[Introduction to New Wisdom] LeCun published a new 60-page article, which does not talk about AGI, but talks about "autonomous machine intelligence". Twitter also did not forget to call out his old enemy Gary Marcus to come and confront him.

2024/04/2400:12:33 technology 1886

Editor: David Joey As I wish

[ New Wisdom Introduction] LeCun published a new 60-page long article, which does not talk about AGI, but talks about "autonomous machine intelligence". Twitter also did not forget to call out his old enemy Gary Marcus to come and talk to him. Wire.

Recently, since Google researchers proposed the "awakening of consciousness" of the large language model LaMDA and was hidden by Google, there has been no discussion in the industry about the topic of "autonomous AI".

If AI really has its own consciousness, the debate about whether AGI can be realized and how to lead to AGI will almost be settled.

In this discussion, a pair of old enemies who have been in love and killed each other for many years in the AI ​​​​world are naturally indispensable: Yann LeCun, one of the Turing Award winners, and Gary Marcus, the "King of Confronters" in the AI ​​​​world.

[Introduction to New Wisdom] LeCun published a new 60-page article, which does not talk about AGI, but talks about

Gary Marcus himself has always been skeptical of deep learning. He claimed that deep learning cannot make further progress because of the difficulty of neural network in handling symbolic operations.

The mainstream AI academic community, represented by LeCun, believes that deep learning is already performing symbolic reasoning and will continue to improve.

The two have been "firing" on this issue for a long time. Recently, Marcus just wrote an article about "deep learning hitting the wall", and LeCun issued a rebuttal, meaning "Don't use temporary setbacks as hitting the wall, it's not that There are many walls to hit.”

LeCun’s 60-page long article explains “autonomous machine intelligence” thoroughly.

Perhaps because he felt that the article not long ago did not explain it thoroughly and satisfactorily, LeCun published another 60-page long article yesterday, titled “Towards the Road” "The Road to Autonomous Machine Intelligence", the system talks about "how machines can learn like animals and humans".

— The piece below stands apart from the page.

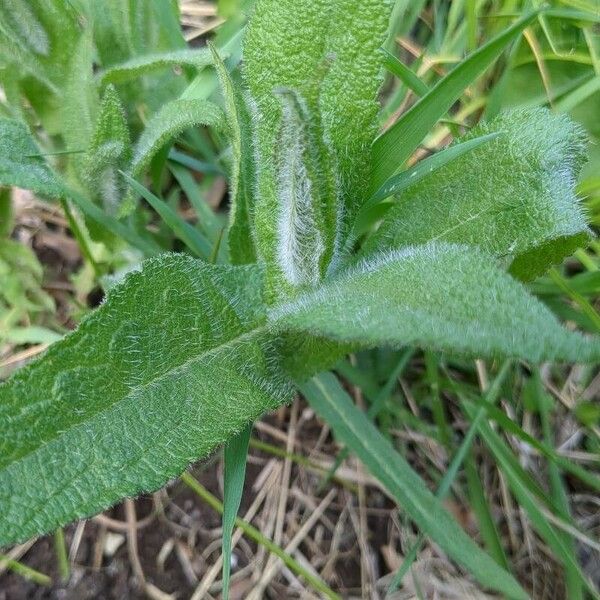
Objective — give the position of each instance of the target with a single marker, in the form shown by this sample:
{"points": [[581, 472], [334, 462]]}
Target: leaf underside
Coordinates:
{"points": [[173, 364], [440, 296], [508, 197], [20, 162]]}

[Introduction to New Wisdom] LeCun published a new 60-page article, which does not talk about AGI, but talks about

LeCun said that this article is not only his thoughts on the general direction of AI development in the next 5-10 years, but also what he plans to research in the next few years, and hopes to inspire more people in the AI ​​industry to study together.

[Introduction to New Wisdom] LeCun published a new 60-page article, which does not talk about AGI, but talks about

At the same time, LeCun did not forget to remind his old friend Gary Marcus that this article was posted on OpenReview. Comments are open. If you want to fight, come and fight.

[Introduction to New Wisdom] LeCun published a new 60-page article, which does not talk about AGI, but talks about

LeCun believes that today’s artificial intelligence research must solve three main challenges:

  • How can machines learn to express the world, learn to predict and learn to take action through observation?
  • How do machines reason and plan in a gradient-based learning compatible way?
  • How do machines learn to represent perceptions and action plans in a hierarchical manner, with multiple levels of abstraction and multiple time scales?

[Introduction to New Wisdom] LeCun published a new 60-page article, which does not talk about AGI, but talks about

Paper address: https://openreview.net/forum?id=BZ5a1r-kVsf

This article mainly solves the problem of "how can machines learn to reason and plan". To this end, the article proposes an architecture and training paradigm to Build autonomous agents.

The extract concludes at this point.